Поначалу кажется, что этот попутный мотивчик возникает в солженицынском повествовании непроизвольно… да он и должен возникать как бы непроизвольно. Но когда мотив перетекает в лейтмотив, закрадывается мысль: не он ли определяет и мелодию?
Разумеется, не одни евреи исхитряются в уклонении от ударов державной длани; русские спокон веку делают то же самое (Иоанн Грозный, закабаляя народ в крепостное бесправие, объяснял, что иначе он не может дознаться, где гуляют в тот или иной момент его подданные). И, конечно, не на одних евреях российская власть демонстрирует свою медвежью неповоротливость и воловью нераспорядительность. Но с евреями этот сюжет обретает такое виртуозное постоянство, что изворотливость описываемого племени заслуженно входит в легенды.
Николай I, чья административная решительность сравнима с моральной озабоченностью, придает делу новый и достаточно тонкий оттенок: евреям запрещено пользоваться христианской прислугой, так как это «оскорбляет в женщинах христианскую веру».

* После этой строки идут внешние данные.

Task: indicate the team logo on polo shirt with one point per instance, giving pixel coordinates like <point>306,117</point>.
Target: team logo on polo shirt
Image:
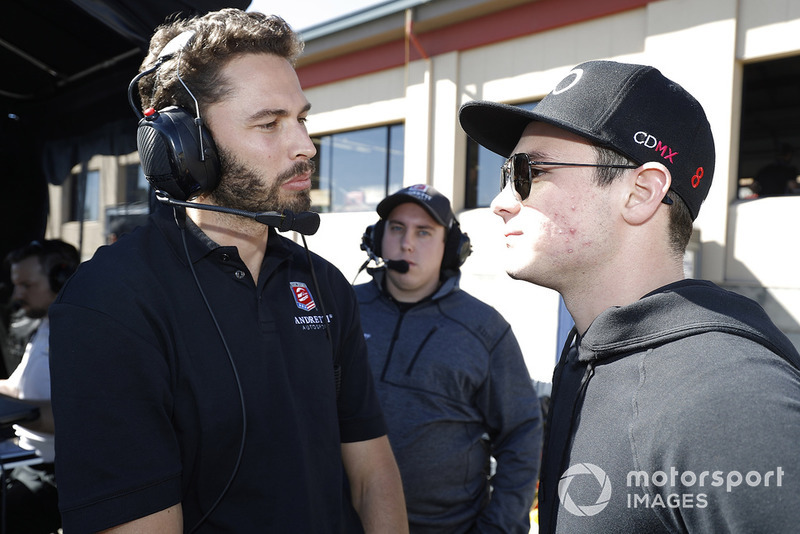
<point>302,296</point>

Распоряжение не исполняется. Доклады до назначения не доходят. Решено брать евреев в рекруты — они не даются, утекают, мера остановлена по причине невозможности справиться с «безотчетной и бесконтурной еврейской массой». Решено (очередной раз) выселить евреев из деревень — выселение вязнет и тормозится. Им пытаются запретить торговать водкой лично — ничего не выходит. Заходят с другого боку: запрещают евреям держать почтовые станции («а при них… постоялые дворы с шинками») — отменяется и это.
Наконец, окстясь, пробуют втянуть евреев в общероссийское просвещение. Евреи сопротивляются: «Венценосный изверг приказывает обучать евреев русской грамоте» — иронизируют они и, разгадывая в планах Уварова тайную ассимиляторскую цель, уклоняются от русских школ так же ловко, как уклонялись от рекрутчины. (А два царствования спустя кинутся поступать в школы и университеты, правдами и неправдами преодолевая процентную норму, и опять — поперек воли властей!).
Ну и народец.
Не хотят пахать — хотят ремесленничать, любыми путями самовольно уходят в ремесло, но едва это дозволено, и власть пытается определить евреев в цеха, то есть в «принудительное производственное обучение», уклоняются!